A bala do rifle calibre .22 atravessou a pele e estilhaçou carne e ossos do imenso roedor, com um estrondo que se tornou ainda mais ensurdecedor por ser no começo da manhã, em um local mergulhado em uma paisagem bucólica. O cheiro da relva, ainda molhada pela umidade da noite anterior, foi substituído por um odor fresco de sangue, um gosto de metal que arranhava o fundo da garganta.

Vinte metros dali, o velho Mazzo apontava sua arma. Estava atento, pupilas dilatadas, com o cigarro pendurado no canto da boca como se fosse um palito de dentes. Relaxou os músculos da coluna, tensos pelo ricocheteio do disparo, e jogou a cabeça para o lado, estralando o pescoço. “Este nunca mais irá comer minhas melancias”, pensou, quase abrindo um sorriso de satisfação. Caminhou até o local onde a carcaça da capivara permanecia imóvel, deitada com um buraco atravessando a sua clavícula direita. Ajoelhou-se ao lado da antiga rival quase com reverência, respirando fundo o ar da manhã, “Este vai ser um bom dia”, pensou para si mesmo, antes de desembainhar a faca que carregava no coldre de couro gasto.

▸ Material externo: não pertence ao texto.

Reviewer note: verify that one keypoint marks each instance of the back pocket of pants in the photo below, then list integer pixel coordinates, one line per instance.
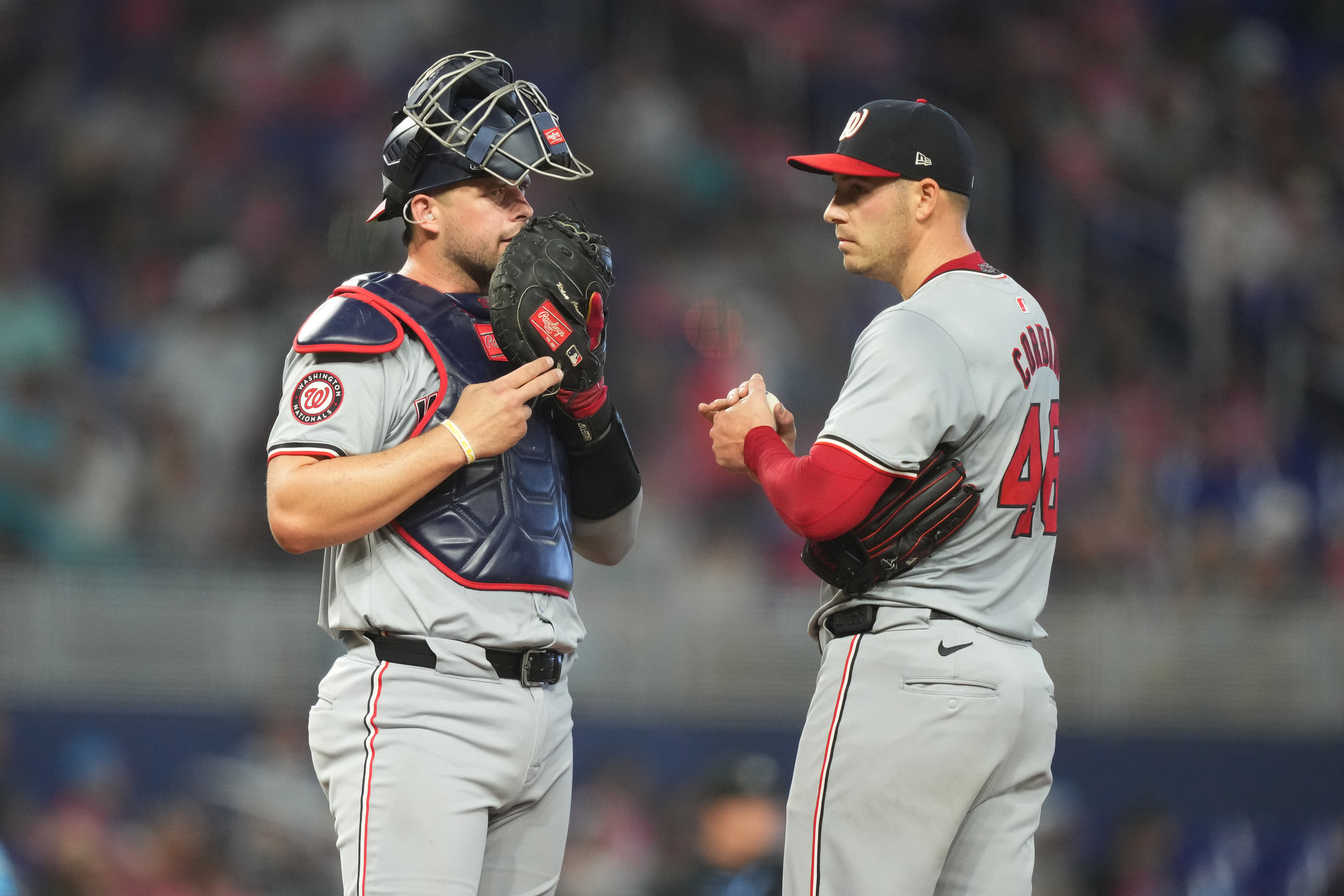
(951, 687)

Mazzo limpou o suor da testa com a manga da camisa enquanto, com mãos magras e habilidosas, escalpelava o animal. Havia aprendido com seu pai, muitos anos atrás, que o segredo da carne macia estava em imediatamente arrancar a pele do bicho morto, sem deixar que as fibras ficassem duras por falta de oxigênio. Nunca descobriu se aquilo era verdade, realizava o ritual por força do hábito – sempre com o mesmo facão, que os anos de uso roubaram o fio da lâmina.

As nuvens cortavam o céu azul e plantações se estendiam indefinidamente. Naquele momento o vento suspirava, fazendo com que as espigas dos trigos dançassem uma melodia silenciosa. Mazzo carregava um saco de lixo preto e a espingarda sob os ombros, caminhando em direção à pequena casa, contornada pela cerca de madeira descascada, com tinta velha e gasta. Os porcos se agitaram, grunhindo com a chegada do dono. O velho passou pelo chiqueiro improvisado e largou, com certa dificuldade, o saco de lixo em cima da pia, deixando a espingarda encostada na porta de madeira que abria para a cozinha. Fora de perigo a leitoa se calou, chafurdando na lama.

Mazzo separou algumas ervas que cresciam na terra organizada em potes de margarina. Pegou um facão limpo e uma tábua, preparando os ingredientes. “Ainda tenho tempo”, pensou. Enrolou e acendeu um cigarro de palha, sentado em uma cadeira de praia que nunca havia visto o mar; o reconfortante sabor de nicotina arranhou sua garganta. Talvez chovesse mais tarde. Não importava. Esperou. Fechou os olhos. Esperou a fome. Esperou que as folhas da amoreira de seu quintal caíssem. Esperou por um sentimento que nunca saberia descrever.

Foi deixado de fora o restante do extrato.